Closed bdarnell closed 6 years ago
Since cluster creation and destruction is now part of the infrastructure (and outside of the test's control), it seems feasible to reuse clusters between tests when they have the same specification.
Looking into this more, it isn't just the cluster that we want to share across all of the jepsen tests, but also a bunch of shared setup for that cluster (i.e. installing software). I need to think about this a bit more, but reusing a cluster between tests when they have the same cluster specification seems insufficient. Or perhaps the cluster specification also needs to provide a hook for onetime initialization.
Yeah, I was thinking the cluster spec would gain some argument that would select an initialization function. Or we could bake all of this initialization into a disk image with packer. If we had pre-built disk images, would we still want to reuse clusters that share a disk image, or would that get the cost low enough that we'd just create a new cluster each time? (Our current setup runs 40 jepsen configurations, each of which runs for ~7 minutes).
I've been thinking about how to reuse clusters between tests and not particularly liking an approach where I have to match up node specs and initialization functions to clusters and determining when a cluster can be destroyed vs reused.
As an alternative, we could introduce a concept of sub-tests similar to Go's testing
sub-tests. All of the sub-tests would reuse the cluster for the parent test and would be run sequentially. There would be a lot less magic involved with this approach.

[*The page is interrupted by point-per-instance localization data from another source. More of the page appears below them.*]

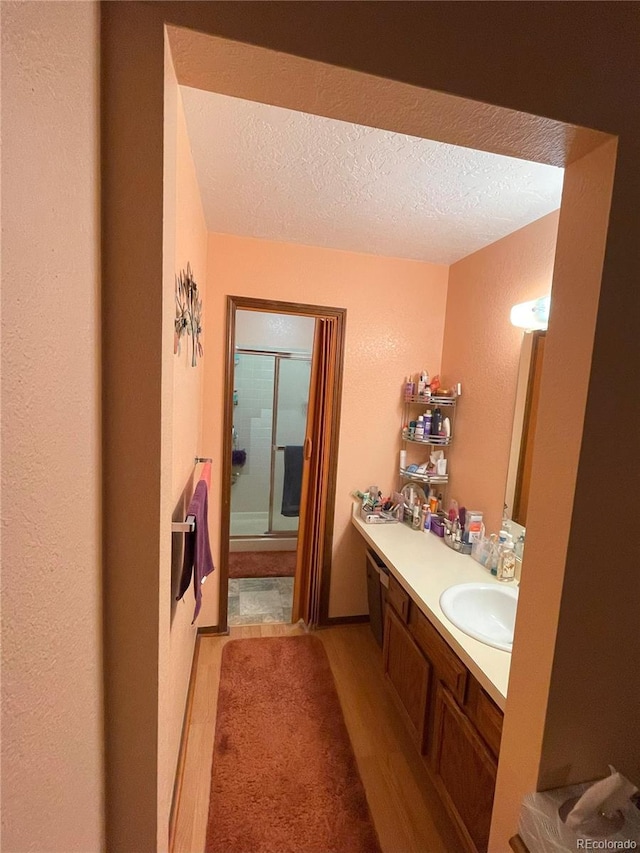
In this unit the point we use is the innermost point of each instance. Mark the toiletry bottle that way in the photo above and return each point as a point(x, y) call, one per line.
point(507, 564)
point(436, 421)
point(487, 550)
point(408, 387)
point(493, 560)
point(519, 547)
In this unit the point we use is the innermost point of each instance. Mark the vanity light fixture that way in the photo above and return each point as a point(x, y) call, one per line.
point(531, 315)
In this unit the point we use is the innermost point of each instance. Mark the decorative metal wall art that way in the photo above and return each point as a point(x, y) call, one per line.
point(188, 314)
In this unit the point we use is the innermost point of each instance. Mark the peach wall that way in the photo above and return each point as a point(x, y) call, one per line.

Our jepsen test suite currently runs 70 permutations of test+nemesis. In porting this to roachtest, these would ideally each be their own
testSpec
, but since eachtestSpec
gets a new cluster this would cause the cluster setup time to dominate (including both VM creation and installing java and other dependencies that aren't used by our other tests). We should be able to have a cluster that is shared across all jepsen tests to amortize this cost.The workaround is to make the entire jepsen test suite a single "test", but this has limitations for error reporting.